Second, by including regulatory sequences in the definition of a gene the actual extent of the gene becomes ill-defined. For most genes, we don’t know where all the regulatory sequences are located so we don’t know for sure where the gene begins or ends. Furthermore, there are some regulatory sequences, especially in eukaryotes, that are not contiguous with the gene and this leads to “genes” that are split into various pieces. It’s much easier to use a definition like “a DNA sequence that’s transcribed” because it defines a start and an end.
The organization of a typical eukaryote gene is shown below.
The main difference between this type of gene and a typical bacterial gene is the presence of introns and exons. These genes are transcribed from an initiation site to a termination site just like bacterial genes. When the RNA transcript is finished it undergoes an additional step called RNA processing. In that step, parts of the original transcript are spliced out and discarded. These parts correspond to the introns in the gene—shown as thinner rectangular region within the genes.
Note that the coding region (black) can be interrupted by these introns so the final messenger RNA (mRNA) cannot be translated until RNA processing is completed. The important point for our purposes is that the introns are part of the gene since they are transcribed.
My preferred definition has been used by molecular biologists for many decades but there are several other definitions that have been popular over the years. All of them have good points and bad points. I’ve already dealt with the definition that includes regulatory regions.
Some people still prefer a gene definition that corresponds to one used over half a century ago; namely, a gene is a sequence that encodes a polypeptide. This is the so-called one gene:one protein definition. It’s very old-fashioned. We’ve known for years that there are genes that do not encode proteins in spite of the fact that we commonly show protein-encoding genes whenever we describe typical genes. (As I did above.) There are genes for transfer RNA (tRNA), genes for ribosomal RNA, and genes for a large heterogeneous class of small RNAs. None of them have coding regions. The transcript is the functional product, often after RNA processing.
Because this old-fashioned definition is rarely used, the examples of alternative splicing producing different proteins pose no problem for modern definitions. These modern definitions refer to the transcript as the important product and not a protein.
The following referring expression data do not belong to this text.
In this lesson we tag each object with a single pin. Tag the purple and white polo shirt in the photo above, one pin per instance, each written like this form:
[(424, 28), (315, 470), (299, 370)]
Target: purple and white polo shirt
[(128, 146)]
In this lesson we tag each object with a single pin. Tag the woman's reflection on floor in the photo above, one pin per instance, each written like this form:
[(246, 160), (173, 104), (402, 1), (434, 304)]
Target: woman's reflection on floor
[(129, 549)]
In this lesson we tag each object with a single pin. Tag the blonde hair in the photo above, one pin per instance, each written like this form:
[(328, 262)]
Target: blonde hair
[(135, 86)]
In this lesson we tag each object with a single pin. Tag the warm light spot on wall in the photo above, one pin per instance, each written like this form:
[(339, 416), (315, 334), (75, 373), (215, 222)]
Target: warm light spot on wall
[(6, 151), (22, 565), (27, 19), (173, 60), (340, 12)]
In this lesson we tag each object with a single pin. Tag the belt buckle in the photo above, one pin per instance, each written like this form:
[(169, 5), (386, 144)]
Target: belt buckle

There are exceptions to every generality in biology. Here’s a short list of gene examples that do not conform to my preferred definition.
Operons: In some cases adjacent “genes” are transcribed together to produce a large initial transcript containing several coding regions. In other cases the primary transcript is subsequently cleaved to produce multiple functional RNAs. In these cases it doesn’t make sense to refer to the co-transcribed genes as a single “gene.” Instead, we identify the stretches of DNA that correspond to a single functional unit as the “gene.” Thus, the lac operon contains three “genes” and the ribosomal RNA operons contain two, three, or four genes.
Trans-splicing: There are examples of “genes” that are split into pieces. The transcript from one piece is joined to the transcript from another to produce a functional RNA.
Overlapping Genes: Some “genes” overlap. This means that a single stretch of DNA can be part of two, and in at least one case, three genes.
RNA Editing: In some cases the primary transcript is extensively edited before it becomes functional. In the most extreme cases nucleotides are inserted and deleted. What this means is that the information content of the “gene” is insufficient to ensure a functional product and the assistance of other “genes” is required.